Revejo o documentário sobre as arraias gigantes, releio as primeiras páginas de Mi mundo privado. Depois de oito meses, ainda me admiro com os saltos no ar, com os rodopios dos bichos. Sorrio com as barrigadas estrondosas na água: elas me transportam às férias da infância, às brincadeiras na piscina. Queria voltar no tempo. Não para a infância, mas para o apartamento gracioso, com cheiro de curry, em um bairro chique da capital argentina, a casa de estranhos. Sinto que meu mundo privado já se mistura ao do escritor de nome curioso e sorriso largo, ao irmão de Levrero, ao sobrinho de Stendhal, ao bisneto de Montaigne. Essa família de exploradores que nunca precisaram se levantar do sofá para conhecer a verdade.

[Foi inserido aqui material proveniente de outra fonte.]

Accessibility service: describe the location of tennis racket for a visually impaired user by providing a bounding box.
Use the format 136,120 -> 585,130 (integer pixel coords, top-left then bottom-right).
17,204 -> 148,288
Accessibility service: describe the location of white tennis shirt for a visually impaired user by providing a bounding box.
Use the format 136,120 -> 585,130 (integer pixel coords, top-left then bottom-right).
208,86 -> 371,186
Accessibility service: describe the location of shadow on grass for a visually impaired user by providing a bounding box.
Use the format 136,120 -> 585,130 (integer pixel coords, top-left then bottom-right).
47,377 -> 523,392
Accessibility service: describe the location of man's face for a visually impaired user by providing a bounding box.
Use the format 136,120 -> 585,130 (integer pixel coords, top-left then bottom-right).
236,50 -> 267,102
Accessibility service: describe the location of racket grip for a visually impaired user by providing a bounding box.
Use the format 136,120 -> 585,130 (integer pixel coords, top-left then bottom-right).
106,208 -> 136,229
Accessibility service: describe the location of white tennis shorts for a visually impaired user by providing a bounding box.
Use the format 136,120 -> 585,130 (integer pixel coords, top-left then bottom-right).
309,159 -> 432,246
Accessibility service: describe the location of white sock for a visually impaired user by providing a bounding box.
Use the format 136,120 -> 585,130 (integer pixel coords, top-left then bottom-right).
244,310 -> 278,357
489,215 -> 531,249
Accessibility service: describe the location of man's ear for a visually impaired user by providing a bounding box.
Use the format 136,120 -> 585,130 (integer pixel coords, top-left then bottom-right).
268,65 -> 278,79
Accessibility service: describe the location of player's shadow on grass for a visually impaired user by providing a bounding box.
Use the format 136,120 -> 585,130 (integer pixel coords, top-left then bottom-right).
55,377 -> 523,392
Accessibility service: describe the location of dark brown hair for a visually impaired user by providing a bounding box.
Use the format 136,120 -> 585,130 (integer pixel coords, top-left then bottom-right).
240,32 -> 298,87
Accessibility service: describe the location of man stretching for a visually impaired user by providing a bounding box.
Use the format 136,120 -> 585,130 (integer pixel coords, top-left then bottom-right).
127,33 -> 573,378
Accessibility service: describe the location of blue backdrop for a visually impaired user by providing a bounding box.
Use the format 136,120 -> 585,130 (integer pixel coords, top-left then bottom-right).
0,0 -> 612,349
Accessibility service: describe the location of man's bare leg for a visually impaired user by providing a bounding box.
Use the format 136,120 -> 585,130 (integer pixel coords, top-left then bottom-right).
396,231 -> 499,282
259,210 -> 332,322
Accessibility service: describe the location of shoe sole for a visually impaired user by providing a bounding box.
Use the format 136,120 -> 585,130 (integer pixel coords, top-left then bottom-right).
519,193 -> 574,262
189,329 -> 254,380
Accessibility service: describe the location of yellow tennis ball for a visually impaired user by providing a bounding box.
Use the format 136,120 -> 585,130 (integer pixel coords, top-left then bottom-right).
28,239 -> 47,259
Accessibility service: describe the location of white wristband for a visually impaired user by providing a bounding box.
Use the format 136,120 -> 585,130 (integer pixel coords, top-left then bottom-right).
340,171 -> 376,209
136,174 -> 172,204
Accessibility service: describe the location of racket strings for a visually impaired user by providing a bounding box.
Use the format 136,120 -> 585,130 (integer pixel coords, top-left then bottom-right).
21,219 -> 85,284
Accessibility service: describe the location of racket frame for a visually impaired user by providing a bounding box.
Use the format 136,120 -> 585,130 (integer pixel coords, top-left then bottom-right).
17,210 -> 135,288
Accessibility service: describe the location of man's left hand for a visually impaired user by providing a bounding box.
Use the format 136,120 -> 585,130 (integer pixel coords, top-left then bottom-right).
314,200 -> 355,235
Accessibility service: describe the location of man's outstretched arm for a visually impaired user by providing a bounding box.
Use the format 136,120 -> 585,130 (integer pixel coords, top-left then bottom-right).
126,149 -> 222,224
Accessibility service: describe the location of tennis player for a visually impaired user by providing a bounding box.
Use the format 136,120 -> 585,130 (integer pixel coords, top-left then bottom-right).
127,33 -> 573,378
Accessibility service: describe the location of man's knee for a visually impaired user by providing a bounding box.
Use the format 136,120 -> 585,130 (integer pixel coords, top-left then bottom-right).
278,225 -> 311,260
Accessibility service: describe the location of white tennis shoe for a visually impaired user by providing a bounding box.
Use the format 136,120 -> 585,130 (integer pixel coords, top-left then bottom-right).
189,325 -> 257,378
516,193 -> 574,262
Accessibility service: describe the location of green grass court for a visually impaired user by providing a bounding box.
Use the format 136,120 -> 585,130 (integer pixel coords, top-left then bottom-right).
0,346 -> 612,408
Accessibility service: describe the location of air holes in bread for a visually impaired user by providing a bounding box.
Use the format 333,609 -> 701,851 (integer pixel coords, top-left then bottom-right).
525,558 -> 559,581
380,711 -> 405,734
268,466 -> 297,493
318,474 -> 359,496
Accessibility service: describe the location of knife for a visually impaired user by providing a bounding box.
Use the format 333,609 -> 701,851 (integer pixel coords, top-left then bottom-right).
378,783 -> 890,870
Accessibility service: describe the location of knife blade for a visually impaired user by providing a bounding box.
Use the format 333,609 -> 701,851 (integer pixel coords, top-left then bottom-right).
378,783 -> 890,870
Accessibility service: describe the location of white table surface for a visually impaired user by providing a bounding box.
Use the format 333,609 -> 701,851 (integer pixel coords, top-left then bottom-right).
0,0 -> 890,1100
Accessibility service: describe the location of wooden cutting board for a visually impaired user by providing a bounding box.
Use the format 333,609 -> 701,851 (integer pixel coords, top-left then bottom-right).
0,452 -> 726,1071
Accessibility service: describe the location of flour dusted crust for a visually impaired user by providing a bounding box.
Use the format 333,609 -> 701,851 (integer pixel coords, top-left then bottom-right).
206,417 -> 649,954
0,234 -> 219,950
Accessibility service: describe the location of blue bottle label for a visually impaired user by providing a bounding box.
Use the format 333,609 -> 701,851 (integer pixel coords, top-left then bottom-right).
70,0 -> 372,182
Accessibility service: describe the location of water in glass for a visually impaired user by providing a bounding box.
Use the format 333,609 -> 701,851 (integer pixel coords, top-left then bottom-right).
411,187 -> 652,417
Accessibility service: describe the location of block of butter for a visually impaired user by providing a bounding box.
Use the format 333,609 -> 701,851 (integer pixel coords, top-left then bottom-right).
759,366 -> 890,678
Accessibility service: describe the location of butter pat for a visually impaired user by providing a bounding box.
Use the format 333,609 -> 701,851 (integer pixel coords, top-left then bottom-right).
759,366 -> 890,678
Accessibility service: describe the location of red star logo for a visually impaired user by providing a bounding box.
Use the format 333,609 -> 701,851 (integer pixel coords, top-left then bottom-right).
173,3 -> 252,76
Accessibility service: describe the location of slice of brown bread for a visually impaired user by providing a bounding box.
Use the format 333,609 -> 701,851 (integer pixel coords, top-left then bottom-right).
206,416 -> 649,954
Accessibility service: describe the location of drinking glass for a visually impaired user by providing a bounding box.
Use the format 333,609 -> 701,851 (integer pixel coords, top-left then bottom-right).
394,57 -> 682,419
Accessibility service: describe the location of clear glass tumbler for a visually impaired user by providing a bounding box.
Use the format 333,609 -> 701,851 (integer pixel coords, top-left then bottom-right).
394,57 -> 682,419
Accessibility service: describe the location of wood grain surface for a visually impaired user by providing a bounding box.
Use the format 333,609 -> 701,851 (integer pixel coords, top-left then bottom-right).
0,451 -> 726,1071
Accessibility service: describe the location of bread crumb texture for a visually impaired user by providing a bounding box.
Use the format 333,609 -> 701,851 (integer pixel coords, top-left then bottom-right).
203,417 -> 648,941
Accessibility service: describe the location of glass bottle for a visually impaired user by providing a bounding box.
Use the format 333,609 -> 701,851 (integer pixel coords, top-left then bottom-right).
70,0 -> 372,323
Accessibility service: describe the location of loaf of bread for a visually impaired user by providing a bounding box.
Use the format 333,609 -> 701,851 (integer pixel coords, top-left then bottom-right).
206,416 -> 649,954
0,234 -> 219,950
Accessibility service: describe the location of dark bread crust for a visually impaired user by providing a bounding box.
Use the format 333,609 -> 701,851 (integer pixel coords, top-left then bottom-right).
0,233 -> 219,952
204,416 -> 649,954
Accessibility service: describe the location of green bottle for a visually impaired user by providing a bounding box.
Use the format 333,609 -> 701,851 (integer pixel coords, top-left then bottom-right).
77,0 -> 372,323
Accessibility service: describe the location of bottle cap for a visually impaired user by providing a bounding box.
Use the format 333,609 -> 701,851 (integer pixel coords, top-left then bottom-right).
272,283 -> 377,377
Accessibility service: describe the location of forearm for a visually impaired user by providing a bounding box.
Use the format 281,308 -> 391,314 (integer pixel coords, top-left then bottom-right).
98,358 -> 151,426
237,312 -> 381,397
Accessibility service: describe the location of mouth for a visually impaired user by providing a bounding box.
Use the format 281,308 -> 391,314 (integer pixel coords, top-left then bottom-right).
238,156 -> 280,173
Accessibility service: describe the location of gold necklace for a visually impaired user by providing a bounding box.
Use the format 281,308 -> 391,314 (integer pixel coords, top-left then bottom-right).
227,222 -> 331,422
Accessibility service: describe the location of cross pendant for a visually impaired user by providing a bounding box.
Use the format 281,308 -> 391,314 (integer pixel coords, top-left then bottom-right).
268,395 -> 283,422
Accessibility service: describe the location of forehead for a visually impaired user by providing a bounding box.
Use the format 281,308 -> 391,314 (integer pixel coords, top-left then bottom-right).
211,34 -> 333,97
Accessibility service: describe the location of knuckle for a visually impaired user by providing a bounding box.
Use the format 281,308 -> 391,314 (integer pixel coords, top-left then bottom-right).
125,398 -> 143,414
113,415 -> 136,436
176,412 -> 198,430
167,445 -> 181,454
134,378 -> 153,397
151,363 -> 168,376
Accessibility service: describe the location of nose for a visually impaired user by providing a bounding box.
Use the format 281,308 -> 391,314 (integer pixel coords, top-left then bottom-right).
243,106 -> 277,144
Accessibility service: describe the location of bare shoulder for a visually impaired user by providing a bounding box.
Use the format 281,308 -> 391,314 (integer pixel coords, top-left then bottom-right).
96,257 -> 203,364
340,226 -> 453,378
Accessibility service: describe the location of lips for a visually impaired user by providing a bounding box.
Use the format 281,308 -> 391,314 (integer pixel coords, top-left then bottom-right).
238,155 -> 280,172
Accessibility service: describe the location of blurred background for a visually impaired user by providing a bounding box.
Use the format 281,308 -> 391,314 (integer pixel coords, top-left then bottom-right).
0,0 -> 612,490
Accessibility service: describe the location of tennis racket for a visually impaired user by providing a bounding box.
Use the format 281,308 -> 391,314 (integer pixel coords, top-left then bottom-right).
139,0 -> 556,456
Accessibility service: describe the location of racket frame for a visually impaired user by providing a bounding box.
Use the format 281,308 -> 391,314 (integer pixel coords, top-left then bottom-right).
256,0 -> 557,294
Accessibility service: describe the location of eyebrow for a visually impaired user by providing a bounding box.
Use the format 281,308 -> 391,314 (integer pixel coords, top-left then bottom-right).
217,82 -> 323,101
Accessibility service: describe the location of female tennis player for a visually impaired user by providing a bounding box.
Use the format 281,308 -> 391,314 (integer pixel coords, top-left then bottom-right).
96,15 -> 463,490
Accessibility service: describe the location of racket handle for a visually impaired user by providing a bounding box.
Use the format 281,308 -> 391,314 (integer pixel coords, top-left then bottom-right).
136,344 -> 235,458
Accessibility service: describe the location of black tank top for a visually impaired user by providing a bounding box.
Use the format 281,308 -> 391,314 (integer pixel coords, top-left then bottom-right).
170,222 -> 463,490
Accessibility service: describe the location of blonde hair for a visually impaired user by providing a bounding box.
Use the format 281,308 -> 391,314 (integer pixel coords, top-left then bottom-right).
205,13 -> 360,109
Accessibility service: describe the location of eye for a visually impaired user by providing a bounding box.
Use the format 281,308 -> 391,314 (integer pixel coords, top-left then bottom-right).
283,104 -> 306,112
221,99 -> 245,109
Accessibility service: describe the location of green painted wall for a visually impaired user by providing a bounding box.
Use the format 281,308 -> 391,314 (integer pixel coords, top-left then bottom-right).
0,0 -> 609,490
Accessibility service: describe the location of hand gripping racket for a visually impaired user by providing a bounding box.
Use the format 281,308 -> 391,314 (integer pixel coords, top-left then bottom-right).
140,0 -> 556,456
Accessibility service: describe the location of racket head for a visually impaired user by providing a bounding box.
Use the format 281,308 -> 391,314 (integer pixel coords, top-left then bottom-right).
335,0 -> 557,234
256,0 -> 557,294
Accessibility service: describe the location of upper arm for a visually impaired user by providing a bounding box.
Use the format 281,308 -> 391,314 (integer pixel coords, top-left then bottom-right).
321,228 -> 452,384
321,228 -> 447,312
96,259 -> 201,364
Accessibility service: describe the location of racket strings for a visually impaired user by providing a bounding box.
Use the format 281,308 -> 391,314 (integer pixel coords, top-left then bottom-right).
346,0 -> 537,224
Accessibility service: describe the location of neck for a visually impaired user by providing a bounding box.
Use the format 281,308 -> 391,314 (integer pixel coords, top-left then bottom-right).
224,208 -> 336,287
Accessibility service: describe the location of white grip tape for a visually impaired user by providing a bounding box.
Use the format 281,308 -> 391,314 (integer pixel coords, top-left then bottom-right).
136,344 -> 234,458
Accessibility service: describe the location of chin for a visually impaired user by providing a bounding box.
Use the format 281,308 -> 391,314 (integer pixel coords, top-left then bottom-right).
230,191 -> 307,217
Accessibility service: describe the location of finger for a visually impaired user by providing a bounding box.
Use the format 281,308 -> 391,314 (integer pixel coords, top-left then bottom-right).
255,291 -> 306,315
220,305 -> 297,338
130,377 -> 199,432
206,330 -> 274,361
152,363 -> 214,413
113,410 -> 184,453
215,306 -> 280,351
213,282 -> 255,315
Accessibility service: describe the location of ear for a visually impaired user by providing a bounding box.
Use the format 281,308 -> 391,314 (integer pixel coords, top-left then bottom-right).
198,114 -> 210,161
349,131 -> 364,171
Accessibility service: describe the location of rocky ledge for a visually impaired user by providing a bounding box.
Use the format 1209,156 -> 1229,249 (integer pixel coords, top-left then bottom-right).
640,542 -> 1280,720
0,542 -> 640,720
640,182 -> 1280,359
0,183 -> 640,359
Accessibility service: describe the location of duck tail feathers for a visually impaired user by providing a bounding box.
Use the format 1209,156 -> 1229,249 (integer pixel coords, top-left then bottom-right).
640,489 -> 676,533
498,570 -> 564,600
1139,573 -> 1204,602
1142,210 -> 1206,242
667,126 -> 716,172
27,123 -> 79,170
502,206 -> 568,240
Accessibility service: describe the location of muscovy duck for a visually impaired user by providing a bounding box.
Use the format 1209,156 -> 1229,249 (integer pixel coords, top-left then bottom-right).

A minha verdade é que estou onde estou, preso ao aqui e agora. Nesse lugar as pessoas estão tristes, parecem doentes. Ando nas ruas e ninguém tem o sorriso de Gandolfo: “el mundo real es un sitio perezoso, realista, un poco bobo, enamorado de la frase ‘es lo que hay’”. Dar as costas para a besta, me aguentar enquanto posso nessa ponte insegura. Fincar a bandeira numa terra bem pisada. Ocupar o espaço interior: não me parece má ideia.

 

 

*Felipe Charbel é escritor e professor da Universidade Federal do Rio de Janeiro (UFRJ). Publicou em 2018 “Janelas irreais – um diário de releituras” (Relicário Edições), livro que transita entre a ficção e o ensaio ao apresentar um narrador que relê alguns romances decisivos na sua formação como leitor, e toma notas num caderno. O seu propósito é voltar a livros que o fizeram feliz (como “Os detetives selvagens”, de Roberto Bolaño; “O teatro de Sabbath”, de Philip Roth; “Quase memória”, de Carlos Heitor Cony; “Ruído branco”, de Don DeLillo), e procurar nessas obras traços da pessoa que foi em outras épocas.